Abstract
The ongoing burden of COVID-19 in persons with end stage liver failure necessitates the development of sound and rational policies for organ transplantation in this population. Following our initial experience with two COVID-19 recovered recipients who died shortly after transplant, we adjusted our center policies, re-evaluated outcomes, and retrospectively analyzed the clinical course of the subsequent seven COVID-19 recovered recipients. There were two early deaths and 5 successful outcomes. Both deceased patients shared common characteristics in that they had positive SARS-CoV2 PCR tests proximal to transplant (7-17 days), had acute on chronic liver failure, and suffered thromboembolic phenomena. After a careful review of clinical and virological outcome predictors, we instituted policy changes to avoid transplantation in these circumstances. We believe that our series offers useful insights into the unique challenges that confront transplant centers in the COVID-19 era and could guide future discussions regarding this important area.

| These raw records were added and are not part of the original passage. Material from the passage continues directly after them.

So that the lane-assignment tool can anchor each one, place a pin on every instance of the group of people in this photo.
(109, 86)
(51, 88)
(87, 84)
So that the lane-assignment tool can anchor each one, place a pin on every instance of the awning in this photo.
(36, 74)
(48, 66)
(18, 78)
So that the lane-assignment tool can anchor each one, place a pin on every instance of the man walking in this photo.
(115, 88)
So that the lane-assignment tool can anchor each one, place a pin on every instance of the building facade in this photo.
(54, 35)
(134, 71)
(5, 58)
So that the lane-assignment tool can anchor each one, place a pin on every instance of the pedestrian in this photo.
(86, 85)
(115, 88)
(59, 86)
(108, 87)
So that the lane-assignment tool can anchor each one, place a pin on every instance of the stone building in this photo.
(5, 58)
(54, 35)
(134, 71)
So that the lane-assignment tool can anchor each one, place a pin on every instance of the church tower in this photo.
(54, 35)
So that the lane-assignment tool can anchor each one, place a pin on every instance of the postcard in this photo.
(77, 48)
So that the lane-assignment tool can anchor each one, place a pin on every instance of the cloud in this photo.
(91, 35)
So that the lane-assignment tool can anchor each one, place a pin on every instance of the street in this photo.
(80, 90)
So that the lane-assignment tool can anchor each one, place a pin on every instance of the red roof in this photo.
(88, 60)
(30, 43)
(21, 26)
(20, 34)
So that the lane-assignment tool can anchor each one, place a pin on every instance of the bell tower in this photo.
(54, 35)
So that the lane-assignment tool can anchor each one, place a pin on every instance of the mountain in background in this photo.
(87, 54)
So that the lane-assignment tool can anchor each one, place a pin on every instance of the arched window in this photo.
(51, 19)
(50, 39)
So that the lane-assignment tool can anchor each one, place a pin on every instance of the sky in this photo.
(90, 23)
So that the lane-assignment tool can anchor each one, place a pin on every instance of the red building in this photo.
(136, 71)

Keywords: liver transplantation, COVID-19, outcomes
Introduction
The coronavirus disease 2019 (COVID-19) pandemic has resulted in a decrease in solid organ transplants performed in 2020.1 Infection of waitlist candidates with severe acute respiratory syndrome coronavirus 2 (SARS-CoV2) has also affected transplant policies, given concerns about respiratory, cardiovascular, and thrombotic complications, as well as the effect of immunosuppression on recovery and viral shedding. There have been reports of successful outcomes following liver transplantation in COVID-19 recovered recipients.2–7
Clinical Relevancy to Practice
Barriers to liver transplantation in those who have been infected with SARS-CoV2 include uncertainties regarding multisystem involvement, recrudescence of infection with immunosuppression, and risk of nosocomial transmission. As we enter the third year of this pandemic and despite the availability of effective vaccines, a significant disease burden persists and places those with end stage organ damage at risk. Importantly, COVID-19 has been shown to cause hepatic decompensation in 46% of those with cirrhosis, half of whom develop acute-on-chronic liver failure.8 It is anticipated that there will be a continued need for transplantation in those who recover from COVID-19. The development of rational policies enabling the safe and efficacious utilization of donor organs in such individuals is therefore necessary.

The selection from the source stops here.